For the first time in almost six centuries, the leader of the Roman Catholic Church will resign his post.
As reported by NPR, for the first time in almost six centuries, the leader of the Roman Catholic Church will resign his post. Pope Benedict XVI has announced that he will step down at the end of February, saying that, “after repeatedly examining his conscience before God,” his “strengths, due to an advanced age, are no longer suited to an adequate exercise of the Petrine ministry.”
In his statement, the pope, who has held his post since 2005, admitted that in order to complete his duties, “both strength of mind and body are necessary, strength which in the last few months, has deteriorated in me to the extent that I have had to recognize my incapacity to adequately fulfill the ministry entrusted to me.”
He ended his statement thanking his “brothers” for their support, asking for “pardon for all his defects.”
Pope Benedict XVI, born Joseph Ratzinger in Germany in 1927, received his ordination in 1951 after studying philosophy and theology at the Higher School of Philosophy and Theology of Freising and at the University of Munich.

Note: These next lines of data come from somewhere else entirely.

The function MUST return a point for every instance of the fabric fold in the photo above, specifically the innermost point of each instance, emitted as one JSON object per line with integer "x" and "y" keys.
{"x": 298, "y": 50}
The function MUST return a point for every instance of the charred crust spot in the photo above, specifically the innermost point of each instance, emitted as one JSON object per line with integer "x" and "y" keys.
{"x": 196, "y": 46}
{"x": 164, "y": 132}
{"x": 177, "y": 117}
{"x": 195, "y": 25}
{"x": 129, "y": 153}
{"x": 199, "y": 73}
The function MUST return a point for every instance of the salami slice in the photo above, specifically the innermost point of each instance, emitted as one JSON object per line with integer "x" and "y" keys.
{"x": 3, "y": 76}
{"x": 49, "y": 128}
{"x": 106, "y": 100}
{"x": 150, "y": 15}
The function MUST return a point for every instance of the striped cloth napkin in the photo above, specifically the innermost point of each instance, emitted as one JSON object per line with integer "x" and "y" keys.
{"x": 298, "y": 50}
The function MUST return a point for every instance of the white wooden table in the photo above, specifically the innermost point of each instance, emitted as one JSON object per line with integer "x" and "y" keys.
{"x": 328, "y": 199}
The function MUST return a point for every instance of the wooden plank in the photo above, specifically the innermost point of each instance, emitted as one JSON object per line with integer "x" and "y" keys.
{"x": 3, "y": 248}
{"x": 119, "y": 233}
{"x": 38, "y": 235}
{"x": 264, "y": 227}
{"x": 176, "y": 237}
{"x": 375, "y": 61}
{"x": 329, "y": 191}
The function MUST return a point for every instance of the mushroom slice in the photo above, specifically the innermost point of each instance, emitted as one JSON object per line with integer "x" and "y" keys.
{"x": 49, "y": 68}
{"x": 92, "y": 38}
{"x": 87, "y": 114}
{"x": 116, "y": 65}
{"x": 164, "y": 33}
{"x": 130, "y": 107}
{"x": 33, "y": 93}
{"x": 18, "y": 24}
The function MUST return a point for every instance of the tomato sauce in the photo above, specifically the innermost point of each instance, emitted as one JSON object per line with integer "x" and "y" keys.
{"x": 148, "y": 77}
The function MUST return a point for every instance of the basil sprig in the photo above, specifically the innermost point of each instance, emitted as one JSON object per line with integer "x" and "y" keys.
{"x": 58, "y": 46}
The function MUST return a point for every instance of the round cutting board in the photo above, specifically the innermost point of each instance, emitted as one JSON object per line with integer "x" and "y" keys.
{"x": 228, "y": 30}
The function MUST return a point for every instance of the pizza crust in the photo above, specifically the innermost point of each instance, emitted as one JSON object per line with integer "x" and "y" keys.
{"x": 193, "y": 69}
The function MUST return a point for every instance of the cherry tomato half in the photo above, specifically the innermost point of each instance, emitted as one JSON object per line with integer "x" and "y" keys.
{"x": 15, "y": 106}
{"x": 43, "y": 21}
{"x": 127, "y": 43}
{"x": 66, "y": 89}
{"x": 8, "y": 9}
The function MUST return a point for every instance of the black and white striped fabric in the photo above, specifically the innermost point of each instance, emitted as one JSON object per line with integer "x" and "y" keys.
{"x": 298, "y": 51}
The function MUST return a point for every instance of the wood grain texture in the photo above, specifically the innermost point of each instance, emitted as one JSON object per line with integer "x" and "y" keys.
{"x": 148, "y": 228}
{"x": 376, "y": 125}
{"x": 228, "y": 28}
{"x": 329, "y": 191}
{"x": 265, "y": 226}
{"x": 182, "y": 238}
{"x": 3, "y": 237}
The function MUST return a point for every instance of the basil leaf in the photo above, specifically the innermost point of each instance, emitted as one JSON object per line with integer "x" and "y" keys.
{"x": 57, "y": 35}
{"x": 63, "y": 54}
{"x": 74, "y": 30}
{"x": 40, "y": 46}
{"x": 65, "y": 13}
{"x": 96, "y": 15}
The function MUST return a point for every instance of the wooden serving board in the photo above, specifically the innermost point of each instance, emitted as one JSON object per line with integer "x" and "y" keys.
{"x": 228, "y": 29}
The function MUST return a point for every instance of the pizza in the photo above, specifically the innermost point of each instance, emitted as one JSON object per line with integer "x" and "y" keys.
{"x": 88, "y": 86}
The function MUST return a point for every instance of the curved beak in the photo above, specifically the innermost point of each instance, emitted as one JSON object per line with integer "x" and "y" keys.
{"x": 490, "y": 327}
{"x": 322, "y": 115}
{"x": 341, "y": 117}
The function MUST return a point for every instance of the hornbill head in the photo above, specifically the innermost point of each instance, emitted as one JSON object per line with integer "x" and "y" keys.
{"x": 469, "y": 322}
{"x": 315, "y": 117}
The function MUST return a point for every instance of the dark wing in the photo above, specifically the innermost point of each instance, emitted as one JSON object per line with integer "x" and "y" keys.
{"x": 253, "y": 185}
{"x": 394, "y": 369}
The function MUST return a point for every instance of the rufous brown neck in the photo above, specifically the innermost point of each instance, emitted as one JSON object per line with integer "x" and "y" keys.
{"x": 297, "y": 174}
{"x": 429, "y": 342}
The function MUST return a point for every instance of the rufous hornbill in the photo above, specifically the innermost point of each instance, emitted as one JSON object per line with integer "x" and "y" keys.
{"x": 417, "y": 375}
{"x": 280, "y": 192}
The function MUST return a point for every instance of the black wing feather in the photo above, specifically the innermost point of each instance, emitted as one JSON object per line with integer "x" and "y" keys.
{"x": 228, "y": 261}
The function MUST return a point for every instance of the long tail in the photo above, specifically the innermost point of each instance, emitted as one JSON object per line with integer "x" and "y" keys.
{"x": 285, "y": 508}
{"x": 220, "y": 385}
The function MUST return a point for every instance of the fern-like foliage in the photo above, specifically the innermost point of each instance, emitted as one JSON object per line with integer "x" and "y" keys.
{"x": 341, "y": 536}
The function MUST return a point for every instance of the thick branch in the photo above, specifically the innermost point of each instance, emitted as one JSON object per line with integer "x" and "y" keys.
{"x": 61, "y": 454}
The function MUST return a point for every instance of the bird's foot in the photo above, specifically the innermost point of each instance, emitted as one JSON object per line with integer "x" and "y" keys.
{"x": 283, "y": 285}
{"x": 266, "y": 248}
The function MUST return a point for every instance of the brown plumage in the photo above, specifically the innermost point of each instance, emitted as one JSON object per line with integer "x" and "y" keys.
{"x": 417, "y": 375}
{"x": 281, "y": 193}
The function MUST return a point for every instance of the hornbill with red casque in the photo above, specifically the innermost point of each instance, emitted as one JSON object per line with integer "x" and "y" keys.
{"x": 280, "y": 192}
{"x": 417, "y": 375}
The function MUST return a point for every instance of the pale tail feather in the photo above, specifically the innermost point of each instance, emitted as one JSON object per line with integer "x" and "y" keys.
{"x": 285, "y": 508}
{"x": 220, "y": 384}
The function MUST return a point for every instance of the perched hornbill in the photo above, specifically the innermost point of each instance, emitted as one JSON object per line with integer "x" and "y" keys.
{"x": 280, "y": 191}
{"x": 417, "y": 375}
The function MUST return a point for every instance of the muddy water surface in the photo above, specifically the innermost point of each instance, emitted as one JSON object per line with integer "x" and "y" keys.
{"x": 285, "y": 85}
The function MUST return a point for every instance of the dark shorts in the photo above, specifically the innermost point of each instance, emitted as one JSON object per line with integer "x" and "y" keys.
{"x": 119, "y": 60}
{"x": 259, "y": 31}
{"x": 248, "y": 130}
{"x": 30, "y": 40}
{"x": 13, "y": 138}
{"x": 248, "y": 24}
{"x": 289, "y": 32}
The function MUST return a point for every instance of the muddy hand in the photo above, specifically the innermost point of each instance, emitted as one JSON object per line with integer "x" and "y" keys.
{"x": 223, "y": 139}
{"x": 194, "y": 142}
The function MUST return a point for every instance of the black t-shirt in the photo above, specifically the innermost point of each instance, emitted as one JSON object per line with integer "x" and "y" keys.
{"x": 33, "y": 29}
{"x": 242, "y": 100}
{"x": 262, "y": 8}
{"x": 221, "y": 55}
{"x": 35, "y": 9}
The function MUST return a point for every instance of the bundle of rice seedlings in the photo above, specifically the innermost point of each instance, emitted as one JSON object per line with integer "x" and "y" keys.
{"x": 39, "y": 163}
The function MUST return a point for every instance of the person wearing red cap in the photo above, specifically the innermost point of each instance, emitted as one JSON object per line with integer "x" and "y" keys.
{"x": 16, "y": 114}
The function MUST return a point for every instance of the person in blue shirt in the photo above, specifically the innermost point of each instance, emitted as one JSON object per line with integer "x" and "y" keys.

He was elected pontiff following the death of Pope John Paul II.
The National Catholic Reporter wrote that the total number of popes that have resigned is probably less than 10. Gregory XII resigned to end the Great Western Schism in 1415, and “Pope Celestine V’s resignation in 1294 is the most famous because Dante placed him in hell for it. Most modern popes have felt that resignation is unacceptable. As Paul VI said, paternity cannot be resigned.”